Ernest Blackwell

Personal information
- Date of birth: 19 July 1894
- Place of birth: Sheffield, England
- Date of death: 16 October 1964 (aged 70)
- Place of death: Sheffield, England
- Height: 5 ft 9 in (1.75 m)
- Position(s): Goalkeeper

Senior career*
- Years: Team / Apps / (Gls)
- Atlas & Norfolk Works
- 1913–1914: Scunthorpe & Lindsey United
- 1914–1924: Sheffield United / 47 / (0)

= Ernest Blackwell =

English footballer

Ernest Blackwell (19 July 1894 – 16 October 1964) was a footballer who played as a goalkeeper, spending the majority of his career at his hometown club of Sheffield United. Born in Sheffield he was the cousin of England keeper Sam Hardy and brother of Aberdeen keeper Harry Blackwell.

==Career==
Blackwell made his name at Scunthorpe & Lindsey United before being signed by Sheffield United in May 1914. He was seen as understudy to Harold Gough and Ted Hufton and as such his appearances were limited throughout his time at Bramall Lane. Having spent some time in the navy as a fitness instructor, he remained at the club for the duration of World War I, making sporadic appearances for the Blades and guesting for Leicester Fosse, Crystal Palace and cross town rivals Sheffield Wednesday.

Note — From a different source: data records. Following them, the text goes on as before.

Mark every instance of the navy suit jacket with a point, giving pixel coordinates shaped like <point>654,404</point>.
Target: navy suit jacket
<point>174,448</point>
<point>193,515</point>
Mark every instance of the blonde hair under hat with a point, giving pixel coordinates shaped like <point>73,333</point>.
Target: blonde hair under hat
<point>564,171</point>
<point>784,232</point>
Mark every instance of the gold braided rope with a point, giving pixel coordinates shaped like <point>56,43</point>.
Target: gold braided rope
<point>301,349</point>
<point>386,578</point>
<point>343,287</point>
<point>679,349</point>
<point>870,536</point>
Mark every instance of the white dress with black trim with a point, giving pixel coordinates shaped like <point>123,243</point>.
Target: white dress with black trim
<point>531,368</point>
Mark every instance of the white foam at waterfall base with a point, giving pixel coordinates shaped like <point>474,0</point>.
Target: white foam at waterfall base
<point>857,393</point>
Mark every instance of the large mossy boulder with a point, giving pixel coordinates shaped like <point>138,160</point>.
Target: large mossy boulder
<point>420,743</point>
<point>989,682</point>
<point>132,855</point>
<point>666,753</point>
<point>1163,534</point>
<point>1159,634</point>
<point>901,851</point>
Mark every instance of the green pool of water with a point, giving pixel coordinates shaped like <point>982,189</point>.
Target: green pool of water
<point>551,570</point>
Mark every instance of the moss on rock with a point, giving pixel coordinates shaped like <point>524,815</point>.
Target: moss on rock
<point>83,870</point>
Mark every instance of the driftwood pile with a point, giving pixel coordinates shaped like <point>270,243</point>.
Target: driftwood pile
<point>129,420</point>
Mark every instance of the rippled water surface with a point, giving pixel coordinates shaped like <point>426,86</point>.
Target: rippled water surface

After the war, Blackwell seemed happy with his role at the club, making only infrequent appearances, the highlight of his career coming when he played in the 1923 FA Cup semi-final. Injuries began to take their toll and after a bout of appendicitis he was advised that a blow to the abdomen could have terminal results and he was forced to retire. In recognition of his service, United presented him with a grant of £500 to commence a new business venture, a hire purchase warehouse unit in the Spital Hill area of Sheffield as well as becoming the landlord of several semi-detached houses in the Norton area of Sheffield.

==Personal life==
Blackwell was a committed Methodist and a practising lay-preacher meaning he would sometimes miss fixtures played on religious dates. He died, aged 70, in his home town of Sheffield.